Do you have any future project that's keeping you busy right now, restaurant aside?
Maybe I will open a temporary restaurant in Lebanon. Beirut it's such a great city, hopefully it's going to happen. And I have no rush to open another place in London but at some point I would like to open something smaller.
Can you tell me the most curious story about a dish you created? Something with a particular ingredient or history…
Well, the way we cook in the Dock kitchen is that we take something you would not get in this kind of environment, you know, kind of a glamorous one, and then we make it familiar to whoever is there at our tables. Sometimes I look over the room and I see a fashionable lady, elegant and proper, eating lentils and I think “Wow! She is eating lentils.” It always surprises me how ‘democratic’ food is.
How do you create your menu?
It changes a lot. I have two menus, one runs for two weeks (it features dishes you would not be able to have normally in a restaurant, local, traditional dishes of other countries), one has the highlights of everything, 6 starters, 6 main courses and that changes constantly, depending on what's available day to day. You have to be very flexible if you work with local, small producers and farmers: it's a challenge but it keeps it fresh.
The
Dock Kitchen setting
You are a ‘Celebrity Chef’ now: when do you think was your lucky break?

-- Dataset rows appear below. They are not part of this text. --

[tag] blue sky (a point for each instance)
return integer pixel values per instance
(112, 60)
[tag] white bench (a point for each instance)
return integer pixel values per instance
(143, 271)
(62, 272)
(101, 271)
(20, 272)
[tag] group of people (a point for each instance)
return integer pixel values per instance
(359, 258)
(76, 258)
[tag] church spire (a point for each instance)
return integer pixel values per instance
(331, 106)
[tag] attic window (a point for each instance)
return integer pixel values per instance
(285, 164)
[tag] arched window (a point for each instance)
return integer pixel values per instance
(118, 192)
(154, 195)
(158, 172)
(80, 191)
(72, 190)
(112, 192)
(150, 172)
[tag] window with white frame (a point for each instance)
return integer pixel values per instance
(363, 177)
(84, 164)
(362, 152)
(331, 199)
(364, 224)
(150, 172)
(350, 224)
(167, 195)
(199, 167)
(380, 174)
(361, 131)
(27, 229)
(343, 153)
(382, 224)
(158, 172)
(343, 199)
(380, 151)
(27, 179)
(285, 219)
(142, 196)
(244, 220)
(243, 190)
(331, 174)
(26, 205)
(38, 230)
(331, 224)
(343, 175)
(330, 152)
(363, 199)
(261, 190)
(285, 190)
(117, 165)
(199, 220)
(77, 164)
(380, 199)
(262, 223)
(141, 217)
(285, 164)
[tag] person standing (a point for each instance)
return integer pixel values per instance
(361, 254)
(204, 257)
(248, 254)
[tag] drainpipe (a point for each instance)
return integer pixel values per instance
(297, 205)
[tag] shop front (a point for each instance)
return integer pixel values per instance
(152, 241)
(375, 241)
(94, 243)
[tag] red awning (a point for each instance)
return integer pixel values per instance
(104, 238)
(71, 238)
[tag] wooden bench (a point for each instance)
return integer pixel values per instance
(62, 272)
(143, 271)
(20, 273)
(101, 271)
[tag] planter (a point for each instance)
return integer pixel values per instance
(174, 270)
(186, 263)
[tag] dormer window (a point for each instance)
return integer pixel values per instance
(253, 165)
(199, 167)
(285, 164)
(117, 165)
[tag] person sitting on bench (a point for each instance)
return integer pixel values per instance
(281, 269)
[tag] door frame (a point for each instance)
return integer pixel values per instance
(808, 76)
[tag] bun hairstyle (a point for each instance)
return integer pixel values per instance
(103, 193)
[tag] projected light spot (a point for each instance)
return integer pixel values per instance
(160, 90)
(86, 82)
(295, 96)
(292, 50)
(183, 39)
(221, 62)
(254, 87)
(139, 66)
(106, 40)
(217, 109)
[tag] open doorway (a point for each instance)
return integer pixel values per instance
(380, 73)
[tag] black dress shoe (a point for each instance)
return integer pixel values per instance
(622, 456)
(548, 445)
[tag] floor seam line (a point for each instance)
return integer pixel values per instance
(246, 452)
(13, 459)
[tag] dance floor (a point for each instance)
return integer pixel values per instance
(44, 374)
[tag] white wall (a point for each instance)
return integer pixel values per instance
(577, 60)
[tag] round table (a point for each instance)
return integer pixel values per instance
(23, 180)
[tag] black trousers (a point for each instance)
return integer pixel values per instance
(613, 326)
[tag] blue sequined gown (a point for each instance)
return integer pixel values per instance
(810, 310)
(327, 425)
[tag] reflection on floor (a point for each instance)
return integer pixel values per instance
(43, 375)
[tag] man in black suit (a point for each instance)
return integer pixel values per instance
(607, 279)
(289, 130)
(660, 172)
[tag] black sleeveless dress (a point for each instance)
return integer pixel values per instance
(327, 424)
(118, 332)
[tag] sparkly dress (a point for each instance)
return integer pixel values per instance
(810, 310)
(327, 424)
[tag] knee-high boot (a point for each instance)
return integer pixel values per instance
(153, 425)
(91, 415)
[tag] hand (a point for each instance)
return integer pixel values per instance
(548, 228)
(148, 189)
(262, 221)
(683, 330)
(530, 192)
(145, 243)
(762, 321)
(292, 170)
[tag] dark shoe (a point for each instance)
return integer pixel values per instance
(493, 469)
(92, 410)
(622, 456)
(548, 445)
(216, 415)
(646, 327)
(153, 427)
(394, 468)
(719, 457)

No, no! (he smiles). "Celebrity Chef" makes me think about a book that hasn't been hard work...this is not what I did. I wrote mine! Seriously, there hasn’t been really a moment in which I thought " I have made it". I like things to move so fast...I have been waiting around for a project and I felt annoyed to have to wait…I am thinking forward, always."

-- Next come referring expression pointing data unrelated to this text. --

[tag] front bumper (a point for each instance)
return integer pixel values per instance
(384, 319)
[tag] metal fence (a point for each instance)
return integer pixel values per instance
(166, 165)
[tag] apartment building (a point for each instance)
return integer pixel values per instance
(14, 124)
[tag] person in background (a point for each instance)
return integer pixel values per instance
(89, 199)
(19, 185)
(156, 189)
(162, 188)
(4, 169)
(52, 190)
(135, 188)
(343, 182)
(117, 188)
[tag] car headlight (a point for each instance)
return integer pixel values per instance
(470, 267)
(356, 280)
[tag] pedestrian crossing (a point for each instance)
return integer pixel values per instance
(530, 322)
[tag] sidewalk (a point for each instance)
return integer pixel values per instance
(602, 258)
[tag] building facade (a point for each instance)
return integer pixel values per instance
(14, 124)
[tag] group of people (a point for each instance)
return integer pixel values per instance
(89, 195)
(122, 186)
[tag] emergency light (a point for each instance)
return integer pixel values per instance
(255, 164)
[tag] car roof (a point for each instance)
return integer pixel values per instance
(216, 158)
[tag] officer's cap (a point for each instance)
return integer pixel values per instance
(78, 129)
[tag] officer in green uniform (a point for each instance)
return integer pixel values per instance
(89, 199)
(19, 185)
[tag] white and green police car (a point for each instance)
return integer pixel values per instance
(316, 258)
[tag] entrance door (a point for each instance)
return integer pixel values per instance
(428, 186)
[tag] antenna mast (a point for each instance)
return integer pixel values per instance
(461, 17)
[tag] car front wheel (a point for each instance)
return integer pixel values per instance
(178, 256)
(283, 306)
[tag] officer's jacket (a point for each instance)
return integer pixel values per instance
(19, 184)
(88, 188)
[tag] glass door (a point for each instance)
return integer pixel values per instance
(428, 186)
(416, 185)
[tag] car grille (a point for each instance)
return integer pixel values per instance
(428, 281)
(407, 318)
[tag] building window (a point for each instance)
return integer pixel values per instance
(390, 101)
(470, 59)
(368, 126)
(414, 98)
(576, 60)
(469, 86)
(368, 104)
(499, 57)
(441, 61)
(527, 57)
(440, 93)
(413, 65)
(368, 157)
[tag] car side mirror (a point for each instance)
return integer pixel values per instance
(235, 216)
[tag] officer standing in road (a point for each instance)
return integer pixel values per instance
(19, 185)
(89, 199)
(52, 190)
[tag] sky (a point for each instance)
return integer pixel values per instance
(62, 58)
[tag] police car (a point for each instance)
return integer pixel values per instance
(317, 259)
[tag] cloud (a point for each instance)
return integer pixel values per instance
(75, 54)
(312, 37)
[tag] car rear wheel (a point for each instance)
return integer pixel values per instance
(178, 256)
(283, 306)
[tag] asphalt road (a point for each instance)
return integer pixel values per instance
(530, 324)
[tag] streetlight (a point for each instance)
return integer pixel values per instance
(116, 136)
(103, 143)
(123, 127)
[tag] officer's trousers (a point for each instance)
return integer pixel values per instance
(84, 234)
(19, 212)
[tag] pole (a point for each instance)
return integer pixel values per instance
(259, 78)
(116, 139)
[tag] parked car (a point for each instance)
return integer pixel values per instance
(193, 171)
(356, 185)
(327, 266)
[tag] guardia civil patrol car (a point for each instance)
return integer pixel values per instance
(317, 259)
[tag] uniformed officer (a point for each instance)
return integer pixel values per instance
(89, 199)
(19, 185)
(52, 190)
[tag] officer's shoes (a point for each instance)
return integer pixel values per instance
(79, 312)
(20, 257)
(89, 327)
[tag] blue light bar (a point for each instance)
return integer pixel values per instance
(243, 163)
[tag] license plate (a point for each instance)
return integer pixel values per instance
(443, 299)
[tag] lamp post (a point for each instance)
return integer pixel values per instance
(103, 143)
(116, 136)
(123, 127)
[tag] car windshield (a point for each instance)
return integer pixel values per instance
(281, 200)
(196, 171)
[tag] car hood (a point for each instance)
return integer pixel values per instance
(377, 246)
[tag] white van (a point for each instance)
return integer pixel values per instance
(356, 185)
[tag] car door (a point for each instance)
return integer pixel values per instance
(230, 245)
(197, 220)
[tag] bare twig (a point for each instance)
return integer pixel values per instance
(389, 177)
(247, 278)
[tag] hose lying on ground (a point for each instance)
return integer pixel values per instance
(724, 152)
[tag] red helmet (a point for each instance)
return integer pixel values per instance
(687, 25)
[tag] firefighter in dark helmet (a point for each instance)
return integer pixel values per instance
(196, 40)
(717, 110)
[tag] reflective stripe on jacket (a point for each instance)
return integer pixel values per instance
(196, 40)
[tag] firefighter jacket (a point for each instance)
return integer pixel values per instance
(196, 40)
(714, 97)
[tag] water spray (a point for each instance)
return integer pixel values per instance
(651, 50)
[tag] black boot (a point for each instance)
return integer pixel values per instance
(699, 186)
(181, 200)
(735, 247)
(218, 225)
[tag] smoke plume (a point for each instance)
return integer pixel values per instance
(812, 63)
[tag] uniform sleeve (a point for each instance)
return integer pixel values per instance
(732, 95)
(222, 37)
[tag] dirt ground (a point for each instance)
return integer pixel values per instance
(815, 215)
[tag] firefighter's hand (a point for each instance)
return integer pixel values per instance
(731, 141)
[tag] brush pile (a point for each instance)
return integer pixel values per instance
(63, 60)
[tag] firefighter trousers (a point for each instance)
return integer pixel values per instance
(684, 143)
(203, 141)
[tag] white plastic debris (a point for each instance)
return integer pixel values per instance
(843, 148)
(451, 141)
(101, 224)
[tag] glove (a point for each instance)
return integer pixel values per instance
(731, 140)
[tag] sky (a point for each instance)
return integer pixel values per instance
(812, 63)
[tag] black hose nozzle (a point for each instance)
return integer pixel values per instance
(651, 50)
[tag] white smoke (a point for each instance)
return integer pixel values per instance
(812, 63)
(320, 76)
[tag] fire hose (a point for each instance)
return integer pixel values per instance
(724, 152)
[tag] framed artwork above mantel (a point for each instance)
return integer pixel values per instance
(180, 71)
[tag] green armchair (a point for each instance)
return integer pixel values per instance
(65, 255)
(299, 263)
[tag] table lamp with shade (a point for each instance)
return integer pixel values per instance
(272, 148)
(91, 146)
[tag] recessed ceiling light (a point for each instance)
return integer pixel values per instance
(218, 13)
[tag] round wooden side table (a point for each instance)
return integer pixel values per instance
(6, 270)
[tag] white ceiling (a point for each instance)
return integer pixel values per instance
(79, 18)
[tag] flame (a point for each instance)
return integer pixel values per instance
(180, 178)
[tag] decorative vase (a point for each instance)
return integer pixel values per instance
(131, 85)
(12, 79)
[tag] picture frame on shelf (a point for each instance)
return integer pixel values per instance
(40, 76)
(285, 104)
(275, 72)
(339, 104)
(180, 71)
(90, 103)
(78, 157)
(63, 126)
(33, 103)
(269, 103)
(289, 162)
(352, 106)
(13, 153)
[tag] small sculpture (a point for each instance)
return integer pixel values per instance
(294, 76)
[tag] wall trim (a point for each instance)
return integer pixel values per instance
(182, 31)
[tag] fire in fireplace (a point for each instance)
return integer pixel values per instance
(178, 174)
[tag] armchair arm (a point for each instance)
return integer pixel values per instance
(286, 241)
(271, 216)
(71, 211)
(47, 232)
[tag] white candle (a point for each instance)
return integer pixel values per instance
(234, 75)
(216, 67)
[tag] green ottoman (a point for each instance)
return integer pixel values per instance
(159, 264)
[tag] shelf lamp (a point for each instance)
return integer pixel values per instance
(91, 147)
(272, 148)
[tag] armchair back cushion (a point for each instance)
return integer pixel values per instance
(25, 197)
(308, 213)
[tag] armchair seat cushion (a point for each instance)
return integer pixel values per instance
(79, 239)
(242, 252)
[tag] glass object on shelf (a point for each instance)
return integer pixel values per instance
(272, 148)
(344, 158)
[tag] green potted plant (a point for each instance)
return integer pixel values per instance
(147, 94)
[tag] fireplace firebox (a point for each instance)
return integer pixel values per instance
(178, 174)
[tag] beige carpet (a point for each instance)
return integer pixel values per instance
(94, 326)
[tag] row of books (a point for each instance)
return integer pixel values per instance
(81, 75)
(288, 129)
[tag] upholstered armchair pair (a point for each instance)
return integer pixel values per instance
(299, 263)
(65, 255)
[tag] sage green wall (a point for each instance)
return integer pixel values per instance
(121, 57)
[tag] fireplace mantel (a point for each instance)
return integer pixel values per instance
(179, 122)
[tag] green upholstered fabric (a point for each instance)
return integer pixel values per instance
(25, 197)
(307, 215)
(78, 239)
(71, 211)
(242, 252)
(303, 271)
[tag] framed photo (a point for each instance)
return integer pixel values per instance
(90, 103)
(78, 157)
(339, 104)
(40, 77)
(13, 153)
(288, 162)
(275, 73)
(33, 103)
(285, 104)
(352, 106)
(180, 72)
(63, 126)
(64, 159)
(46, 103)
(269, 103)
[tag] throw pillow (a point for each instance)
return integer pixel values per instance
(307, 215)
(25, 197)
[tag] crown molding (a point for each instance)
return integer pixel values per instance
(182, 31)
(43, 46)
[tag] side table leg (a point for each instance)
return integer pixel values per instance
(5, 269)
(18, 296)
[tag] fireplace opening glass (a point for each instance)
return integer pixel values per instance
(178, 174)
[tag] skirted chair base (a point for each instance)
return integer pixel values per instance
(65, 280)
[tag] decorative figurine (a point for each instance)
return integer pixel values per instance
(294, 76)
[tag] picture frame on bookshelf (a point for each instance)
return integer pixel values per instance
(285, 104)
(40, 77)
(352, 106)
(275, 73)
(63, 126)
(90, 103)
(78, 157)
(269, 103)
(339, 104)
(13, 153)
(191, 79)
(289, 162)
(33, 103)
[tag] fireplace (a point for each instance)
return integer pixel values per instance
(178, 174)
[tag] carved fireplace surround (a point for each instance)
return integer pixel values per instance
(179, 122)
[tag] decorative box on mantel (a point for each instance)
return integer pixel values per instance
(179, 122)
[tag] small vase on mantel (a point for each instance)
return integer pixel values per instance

Leaving aside the basic ingredients, is there another ingredient that people should have in their kitchens?
Middle Eastern ingredients for sure, they are so easy to use. Sumak: a red powder from a wild berry spice. You can sprinkle it on things, it's acidic, like lemon, and it makes everything fresh and vibrant.
What is the ingredient that you are never without?
That one. And fresh herbs.
What was your family like? Does your love for food come from them?
I travelled a lot with my parents and travelling for them was always about having good food, too. They also cooked a lot.
How do you deal with your job and having a family?
It's hard! I am getting better at it, but it's hard. You need to understand that there are going to be people who can do things just as well as you, you have to understand you have to delegate. My son is 18 months old. It's a great age and they change so fast. I don’t want to miss it.